Aspect for the preceding three in the current macroeconomic issues, will be able to play a role in precise regulation:


--- demand deposits did not rise anti-drop for the market the most liquid funds. The flow of a large number of bank deposits before the stock and property markets, the central bank has been seen as keen to push up asset prices and the factors which speculation, these funds mostly in the banking system in the form of demand deposits. The decrease in demand deposits, while interest rates interest rates, financial stability and to attract back some of the banking system and avoid a lot of money flow between the different market impact.


--- lending rate to take For owner-occupied types of buyers, the effect of raising interest rates five times during the year will be embodied in the next year, after New Year's Day, which is the micro of the housing demand; macro, which will be formed in the integrity of the banking system's financial risk and worry brought about social issues. It is worth mentioning that five years after the rate hike lending rate remained unchanged, which can avoid further negative impact on home loans group, play the role of emotional social stability.


--- direct deposit and loan spreads narrowed hit the lead to This year, the M2 money supply growth rate far exceeds the number of regulated sectors expected, the reason is the commercial bank lending impulse. However, any move of commercial banks are to fame and fortune for the purpose of deposit and loan spreads finally led to the temptation to over-lending problems. Deposit and loan spreads so narrow, it can directly inhibit the scale of commercial bank credit, to play the role of inhibition of over-investment.
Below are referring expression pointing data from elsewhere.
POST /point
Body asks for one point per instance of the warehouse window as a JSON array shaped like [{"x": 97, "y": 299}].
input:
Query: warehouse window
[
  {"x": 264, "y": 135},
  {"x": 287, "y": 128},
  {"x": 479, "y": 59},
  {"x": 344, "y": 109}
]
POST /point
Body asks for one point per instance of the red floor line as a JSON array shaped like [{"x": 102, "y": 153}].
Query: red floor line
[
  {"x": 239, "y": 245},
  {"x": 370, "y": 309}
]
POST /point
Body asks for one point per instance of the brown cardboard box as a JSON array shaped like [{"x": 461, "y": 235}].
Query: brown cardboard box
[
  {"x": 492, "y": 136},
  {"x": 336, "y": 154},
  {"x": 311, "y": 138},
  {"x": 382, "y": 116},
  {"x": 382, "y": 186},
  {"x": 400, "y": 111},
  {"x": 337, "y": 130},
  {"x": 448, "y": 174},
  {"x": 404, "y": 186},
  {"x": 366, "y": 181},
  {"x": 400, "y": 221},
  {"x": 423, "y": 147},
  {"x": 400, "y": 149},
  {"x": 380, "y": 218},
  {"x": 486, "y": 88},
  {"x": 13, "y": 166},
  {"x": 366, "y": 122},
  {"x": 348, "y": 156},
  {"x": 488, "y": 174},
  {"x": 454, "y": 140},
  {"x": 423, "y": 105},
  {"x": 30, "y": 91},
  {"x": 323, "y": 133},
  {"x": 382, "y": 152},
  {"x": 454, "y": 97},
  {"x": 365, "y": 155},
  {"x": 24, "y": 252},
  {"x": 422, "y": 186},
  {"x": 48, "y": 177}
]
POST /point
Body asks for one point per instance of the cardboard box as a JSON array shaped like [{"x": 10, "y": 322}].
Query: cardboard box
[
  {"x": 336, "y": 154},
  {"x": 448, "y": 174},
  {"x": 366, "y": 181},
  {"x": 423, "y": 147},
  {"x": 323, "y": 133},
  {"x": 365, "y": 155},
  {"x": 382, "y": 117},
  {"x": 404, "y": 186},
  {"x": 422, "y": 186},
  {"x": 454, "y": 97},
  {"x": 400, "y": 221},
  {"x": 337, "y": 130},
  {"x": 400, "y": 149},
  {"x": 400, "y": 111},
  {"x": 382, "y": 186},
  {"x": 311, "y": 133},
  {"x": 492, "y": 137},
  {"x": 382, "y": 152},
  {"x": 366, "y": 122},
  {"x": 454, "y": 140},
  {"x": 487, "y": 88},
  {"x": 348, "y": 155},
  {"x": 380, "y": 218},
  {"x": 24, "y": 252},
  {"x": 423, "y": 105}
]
for the operation of capital markets, the impact of the policy of raising interest rates also can be described as diverse. The timing of the unexpected interest rate increase, combined with the capital market itself popular quiet, which may be made in the short term over-reaction. Side effects from the financial perspective,[link widoczny dla zalogowanych], the decline in demand deposits, interest rates will make some of the capital market, But standing in an open market point of view, the domestic interest rate increase after the one-year deposit rate is 4.14%, which is just cut interest rates after the US federal benchmark interest rate to 4.25% has been basically flat. For the purposes of foreign hot money, through various channels to enter the territory for the appreciation of the currency and capital markets revenue gains double impulse will become larger, which will increase the overall supply of funds in the market. In addition, the rate hike on the recent market volatility in the banking and real estate sector is concerned, the formation of structural differences. Banking sector due to narrowing of deposit and loan spreads are more significant impact, real estate because the lending rates are lower overall rate of increase, especially in long-term lending rates remained unchanged, and thus less affected.